Getting Data In

AggregatorMiningProcessor - Breaking event because limit of 256 has been exceeded

WonjinKim
Engager

Splunk has warning log:

WARN AggregatorMiningProcessor [10530 merging] - Breaking event because limit of 256 has been exceeded ... data_sourcetype="my_json"

The "my_json" for UF is:

[my_json]
DATETIME_CONFIG =
KV_MODE = json
LINE_BREAKER = (?:,)([\r\n]+)
NO_BINARY_CHECK = true
TIMESTAMP_FIELDS = _time
TIME_FORMAT = %2Y%m%d%H%M%S
TRUNCATE = 0
category = Structured
description = my json type without truncate
disabled = false
pulldown_type = 1
MAX_EVENTS = 2500
BREAK_ONLY_BEFORE_DATE = true

 

The data has about 5000 Lines, sample is the below:

{
"Versions" :
{
"sample_version" : "version.json",
"name" : "my_json",
"revision" : "rev2.0"},
"Domains" :
[{
"reset_domain_name" : "RESET_DOMAIN",
"domain_number" : 2,
"data_fields" :
["Namespaces/data1", "Namespaces/data2"]
}
],
"log" :
["1 ERROR No such directory and file",
"2 ERROR No such directory and file",
"3 ERROR No such directory and file",
"4 ERROR No such directory and file"
],
"address" :
[{
"index": 1,
"addr": "0xFFFFFF"}
],
"fail_reason" :
[{
"reason" : "SystemError",
"count" : 5},
{
"reason" : "RuntimeError",
"count" : 0},
{
"reason" : "ValueError",
"count" : 1}
],
...
blahblah
...
"comment" : "None"}

How to fix this warning log? We add "MAX_EVENTS" field in props.conf, but it does not working.

0 Karma

sainag_splunk
Splunk Employee
Splunk Employee

The issue you're experiencing is related to event breaking, not the MAX_EVENTS setting.

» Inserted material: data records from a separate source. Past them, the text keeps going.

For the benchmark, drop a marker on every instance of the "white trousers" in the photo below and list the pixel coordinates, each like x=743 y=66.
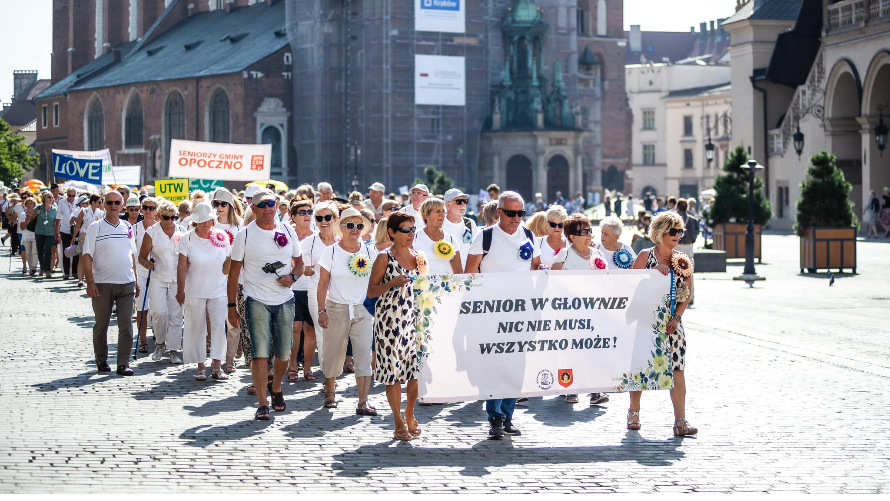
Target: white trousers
x=166 y=314
x=194 y=347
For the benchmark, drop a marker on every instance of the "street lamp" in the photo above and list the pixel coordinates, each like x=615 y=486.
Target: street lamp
x=749 y=276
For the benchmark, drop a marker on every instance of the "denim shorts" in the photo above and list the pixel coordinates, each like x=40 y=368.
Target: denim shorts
x=271 y=328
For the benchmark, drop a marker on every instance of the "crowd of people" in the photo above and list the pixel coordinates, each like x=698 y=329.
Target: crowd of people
x=277 y=277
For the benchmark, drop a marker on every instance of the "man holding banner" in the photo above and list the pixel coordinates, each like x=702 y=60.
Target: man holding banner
x=504 y=248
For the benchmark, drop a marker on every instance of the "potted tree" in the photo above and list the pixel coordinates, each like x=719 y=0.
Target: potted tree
x=728 y=216
x=826 y=223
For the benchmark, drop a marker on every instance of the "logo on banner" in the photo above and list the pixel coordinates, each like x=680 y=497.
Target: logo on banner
x=545 y=379
x=440 y=4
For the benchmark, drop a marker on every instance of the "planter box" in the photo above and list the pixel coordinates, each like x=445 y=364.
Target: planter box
x=730 y=237
x=828 y=247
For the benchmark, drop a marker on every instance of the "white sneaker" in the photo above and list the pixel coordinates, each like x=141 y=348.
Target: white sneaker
x=159 y=352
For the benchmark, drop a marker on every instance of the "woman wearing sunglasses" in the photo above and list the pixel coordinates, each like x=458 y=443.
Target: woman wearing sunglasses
x=441 y=249
x=342 y=286
x=158 y=254
x=396 y=354
x=147 y=210
x=327 y=217
x=304 y=327
x=666 y=231
x=554 y=241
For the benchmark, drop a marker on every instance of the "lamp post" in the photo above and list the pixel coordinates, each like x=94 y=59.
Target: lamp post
x=749 y=276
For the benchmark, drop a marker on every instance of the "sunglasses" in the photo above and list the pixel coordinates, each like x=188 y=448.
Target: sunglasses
x=512 y=213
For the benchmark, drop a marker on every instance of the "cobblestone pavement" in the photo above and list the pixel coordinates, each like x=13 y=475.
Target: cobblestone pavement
x=787 y=383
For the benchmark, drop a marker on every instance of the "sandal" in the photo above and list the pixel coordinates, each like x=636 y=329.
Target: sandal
x=330 y=401
x=633 y=425
x=364 y=409
x=682 y=428
x=278 y=404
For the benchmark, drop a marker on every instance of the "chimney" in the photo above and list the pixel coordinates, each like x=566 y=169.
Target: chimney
x=22 y=79
x=636 y=38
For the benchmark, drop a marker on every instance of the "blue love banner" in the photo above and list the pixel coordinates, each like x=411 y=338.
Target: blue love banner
x=85 y=166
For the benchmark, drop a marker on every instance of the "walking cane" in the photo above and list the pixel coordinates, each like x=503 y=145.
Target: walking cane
x=142 y=317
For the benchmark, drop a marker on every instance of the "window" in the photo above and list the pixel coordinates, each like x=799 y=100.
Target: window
x=648 y=154
x=174 y=122
x=648 y=119
x=219 y=117
x=581 y=15
x=133 y=123
x=96 y=126
x=687 y=158
x=602 y=25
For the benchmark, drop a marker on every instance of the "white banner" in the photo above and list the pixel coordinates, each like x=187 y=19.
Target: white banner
x=508 y=335
x=440 y=80
x=447 y=16
x=219 y=161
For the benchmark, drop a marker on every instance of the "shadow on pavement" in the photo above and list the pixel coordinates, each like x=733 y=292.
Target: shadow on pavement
x=500 y=453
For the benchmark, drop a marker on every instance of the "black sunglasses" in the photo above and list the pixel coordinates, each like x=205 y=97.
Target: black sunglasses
x=512 y=213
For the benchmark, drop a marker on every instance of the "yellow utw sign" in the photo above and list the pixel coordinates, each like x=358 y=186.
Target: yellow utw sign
x=174 y=190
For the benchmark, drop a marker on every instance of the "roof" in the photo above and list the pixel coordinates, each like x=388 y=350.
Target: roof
x=22 y=111
x=205 y=44
x=784 y=10
x=700 y=91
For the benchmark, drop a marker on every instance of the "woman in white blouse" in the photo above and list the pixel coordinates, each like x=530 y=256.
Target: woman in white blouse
x=158 y=254
x=201 y=287
x=441 y=249
x=342 y=287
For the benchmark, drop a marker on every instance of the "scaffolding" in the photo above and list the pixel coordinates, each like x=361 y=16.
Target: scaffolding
x=354 y=84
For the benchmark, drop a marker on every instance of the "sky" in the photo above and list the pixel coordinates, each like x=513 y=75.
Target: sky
x=26 y=29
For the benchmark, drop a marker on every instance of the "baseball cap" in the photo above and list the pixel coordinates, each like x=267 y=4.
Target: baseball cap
x=454 y=193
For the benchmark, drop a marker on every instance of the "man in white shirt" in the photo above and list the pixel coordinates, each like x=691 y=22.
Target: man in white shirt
x=375 y=201
x=419 y=194
x=266 y=256
x=508 y=247
x=463 y=229
x=109 y=253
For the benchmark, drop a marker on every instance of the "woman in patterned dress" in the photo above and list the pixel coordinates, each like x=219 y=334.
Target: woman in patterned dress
x=666 y=231
x=396 y=353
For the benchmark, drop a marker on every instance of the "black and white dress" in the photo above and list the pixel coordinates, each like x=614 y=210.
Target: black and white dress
x=394 y=319
x=678 y=338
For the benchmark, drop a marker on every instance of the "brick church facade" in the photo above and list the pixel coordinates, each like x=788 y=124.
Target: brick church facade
x=131 y=75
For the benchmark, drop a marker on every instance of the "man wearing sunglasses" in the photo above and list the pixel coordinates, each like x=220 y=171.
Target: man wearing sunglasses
x=266 y=255
x=109 y=262
x=508 y=247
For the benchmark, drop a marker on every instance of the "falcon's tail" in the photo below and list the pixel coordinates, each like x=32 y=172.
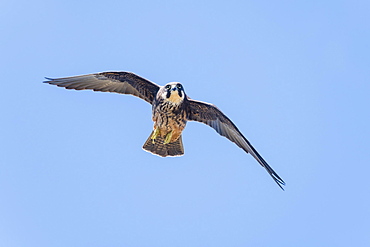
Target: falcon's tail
x=159 y=148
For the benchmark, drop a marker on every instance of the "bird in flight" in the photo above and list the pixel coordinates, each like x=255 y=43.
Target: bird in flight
x=171 y=109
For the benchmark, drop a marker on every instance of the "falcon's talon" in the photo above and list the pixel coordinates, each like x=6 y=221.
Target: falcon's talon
x=155 y=134
x=168 y=137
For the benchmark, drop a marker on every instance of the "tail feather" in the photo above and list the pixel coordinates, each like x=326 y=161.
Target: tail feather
x=175 y=148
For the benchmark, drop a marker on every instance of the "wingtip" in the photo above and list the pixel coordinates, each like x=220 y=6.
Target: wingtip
x=48 y=80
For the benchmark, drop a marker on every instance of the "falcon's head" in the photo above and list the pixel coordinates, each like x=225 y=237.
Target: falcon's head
x=172 y=92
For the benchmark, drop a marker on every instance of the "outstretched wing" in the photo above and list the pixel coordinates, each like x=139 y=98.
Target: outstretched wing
x=115 y=82
x=212 y=116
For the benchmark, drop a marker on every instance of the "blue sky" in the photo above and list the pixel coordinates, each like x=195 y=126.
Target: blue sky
x=292 y=75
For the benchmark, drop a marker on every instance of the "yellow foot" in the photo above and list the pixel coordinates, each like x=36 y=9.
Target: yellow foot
x=155 y=134
x=168 y=137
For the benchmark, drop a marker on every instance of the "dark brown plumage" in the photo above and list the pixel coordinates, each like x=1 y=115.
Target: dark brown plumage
x=171 y=108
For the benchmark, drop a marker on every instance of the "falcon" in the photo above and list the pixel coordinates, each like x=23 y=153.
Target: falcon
x=171 y=109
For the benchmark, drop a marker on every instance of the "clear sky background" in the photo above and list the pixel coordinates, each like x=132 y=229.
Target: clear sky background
x=293 y=76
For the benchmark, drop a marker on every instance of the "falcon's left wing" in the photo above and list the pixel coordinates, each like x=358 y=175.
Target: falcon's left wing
x=212 y=116
x=115 y=82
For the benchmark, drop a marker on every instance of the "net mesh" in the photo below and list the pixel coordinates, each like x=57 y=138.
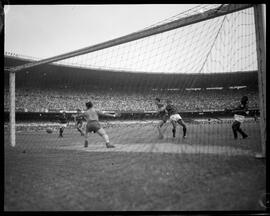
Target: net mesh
x=209 y=155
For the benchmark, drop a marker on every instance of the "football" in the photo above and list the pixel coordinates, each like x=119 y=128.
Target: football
x=49 y=130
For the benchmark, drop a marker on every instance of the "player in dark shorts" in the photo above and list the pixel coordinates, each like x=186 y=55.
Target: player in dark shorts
x=79 y=122
x=239 y=115
x=175 y=117
x=91 y=115
x=163 y=117
x=63 y=120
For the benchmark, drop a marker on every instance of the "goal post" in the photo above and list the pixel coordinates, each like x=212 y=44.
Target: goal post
x=12 y=111
x=260 y=29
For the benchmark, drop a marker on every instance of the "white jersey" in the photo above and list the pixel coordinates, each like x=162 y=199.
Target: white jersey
x=239 y=118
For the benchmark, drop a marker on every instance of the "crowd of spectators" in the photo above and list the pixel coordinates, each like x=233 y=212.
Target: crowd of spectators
x=43 y=100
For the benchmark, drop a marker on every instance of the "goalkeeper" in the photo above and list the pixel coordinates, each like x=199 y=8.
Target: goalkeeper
x=79 y=121
x=239 y=115
x=92 y=117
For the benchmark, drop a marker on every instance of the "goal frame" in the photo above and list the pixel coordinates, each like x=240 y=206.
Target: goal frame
x=260 y=29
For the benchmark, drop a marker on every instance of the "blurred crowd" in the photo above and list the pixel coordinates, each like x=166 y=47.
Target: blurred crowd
x=41 y=100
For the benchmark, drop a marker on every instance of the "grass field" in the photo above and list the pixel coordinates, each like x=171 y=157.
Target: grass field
x=207 y=171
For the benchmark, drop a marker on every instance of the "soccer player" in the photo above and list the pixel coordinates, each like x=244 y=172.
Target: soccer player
x=175 y=117
x=63 y=120
x=91 y=115
x=239 y=115
x=163 y=116
x=79 y=122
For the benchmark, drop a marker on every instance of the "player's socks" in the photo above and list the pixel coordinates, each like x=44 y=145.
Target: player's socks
x=245 y=136
x=173 y=130
x=61 y=132
x=86 y=143
x=184 y=132
x=108 y=145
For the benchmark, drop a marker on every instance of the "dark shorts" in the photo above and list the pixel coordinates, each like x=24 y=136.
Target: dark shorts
x=164 y=118
x=79 y=124
x=92 y=126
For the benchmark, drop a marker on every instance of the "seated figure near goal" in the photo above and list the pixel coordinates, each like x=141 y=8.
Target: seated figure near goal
x=92 y=117
x=239 y=116
x=79 y=121
x=63 y=120
x=175 y=117
x=162 y=114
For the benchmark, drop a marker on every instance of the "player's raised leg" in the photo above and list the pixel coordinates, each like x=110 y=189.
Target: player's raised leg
x=174 y=128
x=103 y=134
x=86 y=139
x=160 y=124
x=183 y=124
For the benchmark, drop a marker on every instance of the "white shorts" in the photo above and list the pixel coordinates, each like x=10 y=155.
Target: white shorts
x=239 y=118
x=175 y=117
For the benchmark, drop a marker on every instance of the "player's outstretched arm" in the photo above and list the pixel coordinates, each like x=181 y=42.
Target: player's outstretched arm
x=106 y=114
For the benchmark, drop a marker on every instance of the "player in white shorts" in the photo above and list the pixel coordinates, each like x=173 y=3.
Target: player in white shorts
x=239 y=116
x=175 y=117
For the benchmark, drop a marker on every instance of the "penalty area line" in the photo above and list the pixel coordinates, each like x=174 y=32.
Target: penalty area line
x=162 y=148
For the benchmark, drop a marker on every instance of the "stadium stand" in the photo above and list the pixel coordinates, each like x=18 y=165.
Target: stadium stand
x=43 y=100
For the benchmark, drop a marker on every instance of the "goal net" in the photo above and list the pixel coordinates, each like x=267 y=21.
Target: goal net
x=192 y=50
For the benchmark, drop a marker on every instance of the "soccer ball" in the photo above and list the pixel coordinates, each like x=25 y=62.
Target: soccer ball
x=49 y=130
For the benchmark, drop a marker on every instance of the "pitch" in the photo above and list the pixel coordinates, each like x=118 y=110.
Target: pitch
x=44 y=172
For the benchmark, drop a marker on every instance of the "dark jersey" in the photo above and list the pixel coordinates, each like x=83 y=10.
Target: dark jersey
x=163 y=112
x=241 y=110
x=171 y=109
x=79 y=119
x=63 y=119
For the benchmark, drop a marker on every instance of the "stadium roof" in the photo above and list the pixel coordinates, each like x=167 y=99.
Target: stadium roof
x=55 y=76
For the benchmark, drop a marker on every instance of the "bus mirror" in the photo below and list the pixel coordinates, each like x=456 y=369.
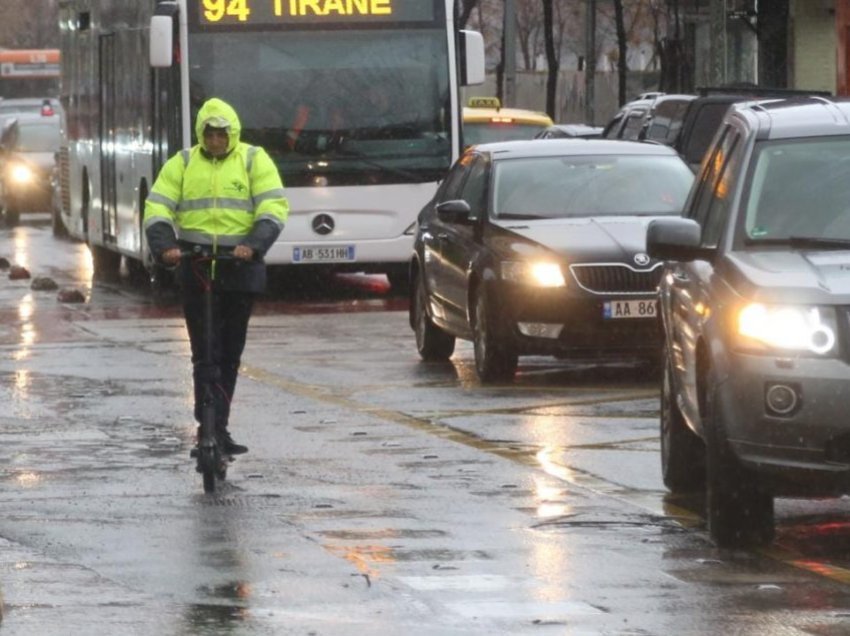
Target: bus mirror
x=472 y=58
x=161 y=43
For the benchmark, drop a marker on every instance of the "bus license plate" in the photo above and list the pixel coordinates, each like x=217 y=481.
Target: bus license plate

The warning suggests that Splunk is trying to merge multiple events into a single event, which is exceeding the default limit of 256 lines.

Your props should be on the indexers (your parsing instance or HWF), as there are only a very few settings which work on the universal forwarder such as EVENT_BREAKER_ENABLE, EVENT_BREAKER, and indexed extractions.

The best way to address this here is to use:

 

 

LINE_BREAKER =([\r\n]+)(?:,)
SHOULD_LINE_MERGE = False

 

These settings in your props.conf on the indexer will help ensure that each JSON object is treated as a separate event, preventing the merging that's causing the warning.

Additionally, for JSON data like this, you might want to consider using this on the search head only:

 

 

KV_MODE = json

 

 

This setting helps Splunk interpret the JON structure during search time, making it easier to extract and query specific fields from your JSON data.

Please UpVote if this is Helpful.

If this helps, Upvote!!!!
Together we make the Splunk Community stronger 

WonjinKim
Engager

Dear @sainag_splunk 

I tried using the below props.conf:

DATETIME_CONFIG =
KV_MODE = json
LINE_BREAKER = (?:,)([\r\n]+))
NO_BINARY_CHECK = true
TIMESTAMP_FIELDS = _time
TIME_FORMAT = %2Y%m%d%H%M%S
TRUNCATE = 0
category = Structured
description = my json type without truncate
disabled = false
pulldown_type = 1
MAX_EVENTS=1000000
SHOULD_LINE_MERGE = false

 But is was same.

Umm... I wonder something for your answer, 

I applied it deployer server, It will deploy to apps for all of Universal Forwarder. 
So if I set the inputs.conf as a below:

[batch://C:\splunk\my_data\*.json]
index=myIndex
sourcetype=my_json
crcSalt=<SOURCE>
move_policy = sinkhole

 

The app which address this inputs.conf has above props.conf.

However, your answer's concept is not this applied, isn't it?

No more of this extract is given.